Imaginemos entonces que el llamado Universo tuviera seis mil millones de planetas, o mejor aun, que existieran seis mil millones de planetas como la Tierra, cada una de ellas con sus seis mil millones de habitantes, o sea, seis mil millones a la potencia seis mil millones. Se abriría la posibilidad de que en uno de esos planetas, en vez de ser yo, podría ser mi hermana, y en otro, mi padre, y en otro mi madre, y mi amigo, y mi vecina (tan histérica ella), o el compañero de trabajo, o aquel profesor, aquel mendigo, aquella estrella del espectáculo, o tú mismo que lees este texto, y así, en cada uno de esos planetas, ser cada una de las seis mil millones de personas que habitan en este momento la Tierra.

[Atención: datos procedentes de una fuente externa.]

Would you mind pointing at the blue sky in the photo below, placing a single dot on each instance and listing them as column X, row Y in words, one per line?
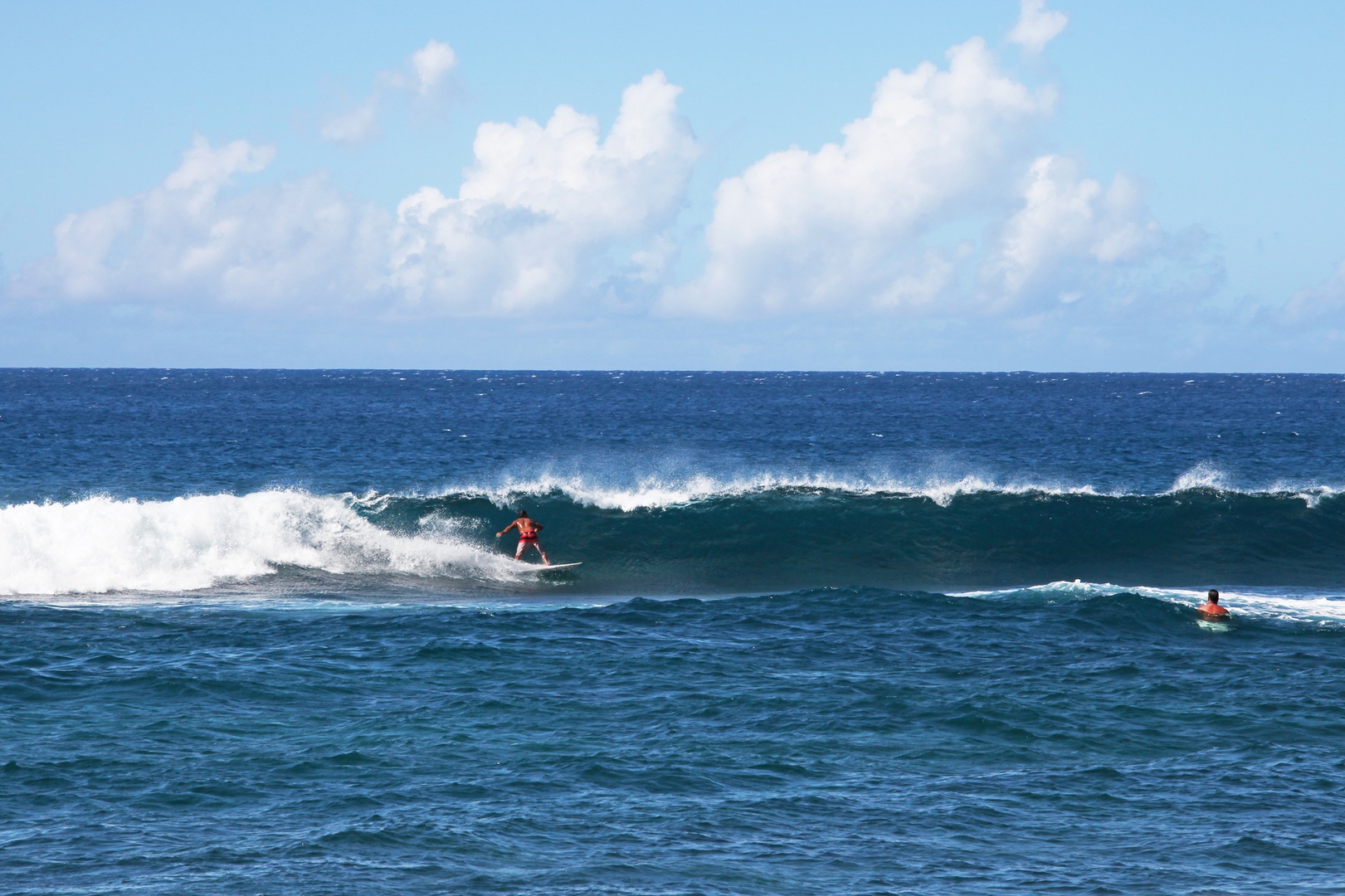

En un programa de divulgación científica me enteré que las últimas investigaciones arrojan la posibilidad que el universo es en realidad, un multiverso. Esto querría decir que así como el big bang --que para mi sorpresa parece que ya es una teoría debidamente comprobada y aceptada por los que saben de estas cosas-- produjo lo que hasta ahora llamamos el universo, de la misma manera el multiverso sería la visión de un número multiverso de big bangs ocurriendo a cada momento, si es que momento fuese un concepto aplicable a semejante desmesura.
Para poder entender la idea, decía el divulgador científico, imaginemos una calle de infinitas cuadras con sendos cines, donde la película exhibida fuese la vida de cada uno de nosotros. Ahora yo digo, si hubiera cinco funciones al día, cinco honorables ciudadanos pudieran verse exhibidos al día… pero, y si día no fuese un concepto adecuado? Si el tiempo se desintegrase, si a un momento de ayer y a uno de hoy le aplicaramos indiferencia e inseparabilidad --la sugerencia es de Borges--, no estaríamos instalados en lo que podríamos llamar, espero que transitoriamente, eternidad?